How Do You Measure SIU Performance and ROI?
You measure SIU performance through seven KPIs: referral volume trends, investigation closure rate (target 85%+ within 60 days), confirmed fraud rate (30–50% of investigations), annual fraud savings, recovery rate (10–20%), referral quality improvement, and false positive rate (target below 50%) with a well-run SIU delivering 2.5–6x ROI annually.
1. Key Performance Indicators
| Metric | Target | Calculation |
|---|---|---|
| Referral volume | Track trend | Referrals per 1,000 claims |
| Investigation closure rate | 85%+ within 60 days | Closed / opened per period |
| Confirmed fraud rate | 30–50% of investigations | Confirmed / investigated |
| Fraud savings | Track annually | Denied fraudulent claims $ |
| Recovery rate | 10–20% of confirmed fraud | Recovered $ / confirmed fraud $ |
| Referral quality | Improving over time | Confirmed / referred |
| False positive rate | <50% | Cleared / investigated |
2. ROI Calculation
| Component | Annual Value |
|---|---|
| SIU cost (1 investigator) | ($100K–$130K) |
| Claims denied (fraud confirmed) | $200K–$500K |
| Deterrence effect (estimated) | $100K–$300K |
| Premium saved (lower loss ratio) | $50K–$150K |
| Net ROI | $250K–$820K |
| ROI multiple | 2.5–6x |
What Does an SIU Implementation Roadmap Look Like?
An SIU implementation roadmap spans three phases over six months: foundation (months 1–2) covering fraud lead designation, anti-fraud plan creation, and claims team training; capability building (months 3–4) with investigator hiring, rules-based fraud flags, and state bureau relationships; and maturity (months 5–6) adding analytics-based detection, provider profiling, and performance dashboards.
1. Foundation (Month 1–2)
- Designate SIU function (even if part-time)
- Create anti-fraud plan (regulatory requirement)
- Develop referral criteria and forms
- Train claims team on red flag identification
- Establish fraud reporting procedures
2. Capability (Month 3–4)
- Hire or contract SIU investigator
- Implement rules-based fraud flags in claims system
- Build investigation file templates
- Establish relationships with state fraud bureaus
- Create evidence collection procedures
3. Maturity (Month 5–6)
- Implement analytics-based fraud detection
- Build provider profiling capability
- Develop SIU performance dashboard
- Conduct first quarterly fraud trend analysis
- Review and refine referral criteria
4. Ongoing
- Monthly SIU case review
- Quarterly fraud trend reporting to carrier
- Annual anti-fraud plan update
- Ongoing claims team training
- Industry intelligence sharing
Frequently Asked Questions
1. What is an SIU?
A dedicated team investigating suspected insurance fraud from flagged claims through evidence gathering, determination, and regulatory reporting.
2. When should you build one?
Designate a fraud lead immediately.

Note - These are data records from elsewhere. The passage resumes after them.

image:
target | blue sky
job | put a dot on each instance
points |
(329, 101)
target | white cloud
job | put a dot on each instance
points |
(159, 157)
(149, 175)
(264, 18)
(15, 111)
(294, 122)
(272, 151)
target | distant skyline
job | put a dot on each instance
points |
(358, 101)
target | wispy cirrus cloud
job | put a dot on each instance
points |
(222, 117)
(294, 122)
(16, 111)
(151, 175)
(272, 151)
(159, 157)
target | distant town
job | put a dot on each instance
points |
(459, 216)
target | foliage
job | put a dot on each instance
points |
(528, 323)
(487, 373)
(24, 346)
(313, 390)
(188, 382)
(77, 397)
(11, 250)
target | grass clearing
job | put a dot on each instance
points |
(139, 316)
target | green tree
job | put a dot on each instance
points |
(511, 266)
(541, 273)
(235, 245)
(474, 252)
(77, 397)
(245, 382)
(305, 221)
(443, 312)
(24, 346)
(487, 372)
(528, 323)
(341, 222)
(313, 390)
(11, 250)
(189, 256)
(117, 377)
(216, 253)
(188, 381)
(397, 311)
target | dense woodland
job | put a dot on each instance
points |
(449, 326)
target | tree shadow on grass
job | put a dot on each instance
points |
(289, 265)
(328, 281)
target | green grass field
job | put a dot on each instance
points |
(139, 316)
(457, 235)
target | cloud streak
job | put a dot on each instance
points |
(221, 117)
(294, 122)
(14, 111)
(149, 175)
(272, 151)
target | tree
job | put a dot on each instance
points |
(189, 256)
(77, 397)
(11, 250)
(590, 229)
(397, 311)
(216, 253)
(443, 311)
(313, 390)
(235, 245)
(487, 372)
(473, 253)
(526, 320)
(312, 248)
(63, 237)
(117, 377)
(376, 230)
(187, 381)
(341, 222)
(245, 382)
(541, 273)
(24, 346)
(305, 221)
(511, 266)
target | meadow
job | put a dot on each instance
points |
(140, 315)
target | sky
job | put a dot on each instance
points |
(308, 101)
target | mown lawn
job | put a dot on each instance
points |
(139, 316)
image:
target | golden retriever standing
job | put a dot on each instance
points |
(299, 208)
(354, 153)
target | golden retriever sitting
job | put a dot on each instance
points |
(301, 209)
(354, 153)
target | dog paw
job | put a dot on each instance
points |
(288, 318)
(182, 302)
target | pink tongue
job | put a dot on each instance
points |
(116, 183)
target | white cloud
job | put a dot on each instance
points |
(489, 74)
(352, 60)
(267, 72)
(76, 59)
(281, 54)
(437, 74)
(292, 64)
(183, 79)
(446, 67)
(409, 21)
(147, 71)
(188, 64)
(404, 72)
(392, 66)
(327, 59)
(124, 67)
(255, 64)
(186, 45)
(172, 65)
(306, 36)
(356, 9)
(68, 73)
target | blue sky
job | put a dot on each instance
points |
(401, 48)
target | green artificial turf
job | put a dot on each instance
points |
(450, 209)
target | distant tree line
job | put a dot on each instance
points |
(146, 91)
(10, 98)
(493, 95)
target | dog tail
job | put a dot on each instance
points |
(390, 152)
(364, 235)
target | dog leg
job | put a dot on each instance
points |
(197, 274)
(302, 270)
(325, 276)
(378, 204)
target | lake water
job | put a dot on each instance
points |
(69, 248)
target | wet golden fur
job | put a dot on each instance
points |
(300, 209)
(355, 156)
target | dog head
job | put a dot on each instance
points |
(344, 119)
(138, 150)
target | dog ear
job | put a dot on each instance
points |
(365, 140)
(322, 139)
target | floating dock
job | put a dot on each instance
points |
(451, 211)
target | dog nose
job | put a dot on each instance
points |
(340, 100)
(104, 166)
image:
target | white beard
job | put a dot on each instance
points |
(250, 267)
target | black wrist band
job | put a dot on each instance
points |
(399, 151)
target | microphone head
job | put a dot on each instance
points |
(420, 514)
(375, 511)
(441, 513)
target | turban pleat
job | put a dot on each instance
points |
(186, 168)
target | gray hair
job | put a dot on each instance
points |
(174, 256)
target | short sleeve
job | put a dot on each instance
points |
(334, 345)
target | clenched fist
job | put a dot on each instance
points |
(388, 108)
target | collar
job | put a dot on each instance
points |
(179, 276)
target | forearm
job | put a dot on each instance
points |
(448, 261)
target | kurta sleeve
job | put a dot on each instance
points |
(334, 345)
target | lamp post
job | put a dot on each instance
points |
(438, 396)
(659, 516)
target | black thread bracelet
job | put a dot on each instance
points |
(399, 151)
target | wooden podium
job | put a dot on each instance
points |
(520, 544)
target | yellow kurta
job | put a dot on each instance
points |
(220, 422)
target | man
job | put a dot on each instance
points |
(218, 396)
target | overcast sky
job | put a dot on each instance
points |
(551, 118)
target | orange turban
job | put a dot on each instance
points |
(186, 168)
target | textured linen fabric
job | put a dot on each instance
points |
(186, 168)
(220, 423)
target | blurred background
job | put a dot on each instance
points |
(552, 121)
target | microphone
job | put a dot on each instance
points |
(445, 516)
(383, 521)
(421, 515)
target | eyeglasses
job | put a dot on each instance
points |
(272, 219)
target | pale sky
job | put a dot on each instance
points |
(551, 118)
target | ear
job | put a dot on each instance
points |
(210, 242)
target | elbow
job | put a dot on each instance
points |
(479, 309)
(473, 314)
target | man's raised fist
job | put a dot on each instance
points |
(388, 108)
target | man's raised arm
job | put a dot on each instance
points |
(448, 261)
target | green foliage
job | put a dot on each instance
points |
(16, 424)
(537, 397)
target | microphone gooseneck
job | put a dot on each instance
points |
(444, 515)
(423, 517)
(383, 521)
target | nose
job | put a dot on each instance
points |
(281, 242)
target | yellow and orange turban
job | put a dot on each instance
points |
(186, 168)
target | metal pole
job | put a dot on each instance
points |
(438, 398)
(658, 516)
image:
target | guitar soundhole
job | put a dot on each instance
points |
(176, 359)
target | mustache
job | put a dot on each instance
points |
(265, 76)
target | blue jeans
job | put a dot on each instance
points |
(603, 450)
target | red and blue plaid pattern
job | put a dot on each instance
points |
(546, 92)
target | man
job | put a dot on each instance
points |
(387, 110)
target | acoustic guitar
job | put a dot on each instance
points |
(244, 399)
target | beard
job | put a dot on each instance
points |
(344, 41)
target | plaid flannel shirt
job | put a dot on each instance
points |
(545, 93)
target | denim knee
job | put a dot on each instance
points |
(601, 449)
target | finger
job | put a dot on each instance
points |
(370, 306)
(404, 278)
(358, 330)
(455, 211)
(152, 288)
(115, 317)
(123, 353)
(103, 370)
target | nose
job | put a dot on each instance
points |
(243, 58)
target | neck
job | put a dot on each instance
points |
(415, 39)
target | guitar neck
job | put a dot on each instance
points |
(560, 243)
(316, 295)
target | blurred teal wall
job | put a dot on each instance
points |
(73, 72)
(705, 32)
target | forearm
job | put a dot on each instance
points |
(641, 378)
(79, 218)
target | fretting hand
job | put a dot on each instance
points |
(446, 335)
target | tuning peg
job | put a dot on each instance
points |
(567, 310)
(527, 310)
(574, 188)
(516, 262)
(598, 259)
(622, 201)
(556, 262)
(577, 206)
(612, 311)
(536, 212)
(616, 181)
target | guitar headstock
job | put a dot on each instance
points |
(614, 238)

Hire a dedicated investigator at 5,000–10,000 policies. Build a team at 25,000+. Outsource at any stage.
3. What qualifications do investigators need?
CFE or CIFI certification preferred. Insurance fraud investigation experience, interview skills, evidence documentation, and regulatory reporting knowledge.
4. What happens when fraud is confirmed?
Deny the claim, report to state fraud bureau (required), consider policy rescission, and refer to law enforcement for significant cases.
5. What is the ROI of an SIU?
A single investigator costing $100K–$130K typically generates $250K–$820K in net ROI through denied fraudulent claims, deterrence effects, and lower loss ratios — a 2.5–6x return on investment.
6. Should you outsource or build in-house?
Outsource below 10,000 policies or for surge capacity. Build in-house above 10,000 for full control and institutional knowledge. Many MGAs use a hybrid approach combining both.
7. What are the most common pet insurance fraud types?
Invoice inflation by veterinary clinics, concealment of pre-existing conditions, duplicate claims to multiple insurers, fabricated treatment claims, and organized fraud schemes involving collusion between pet owners and providers.
8. What red flags trigger an SIU investigation?
Claims within 14 days of enrollment, invoices exceeding 3x condition average, multiple claims in 30 days on new policies, the same vet on multiple flagged claims, prior fraud history, inconsistent medical records, and claims just below review thresholds.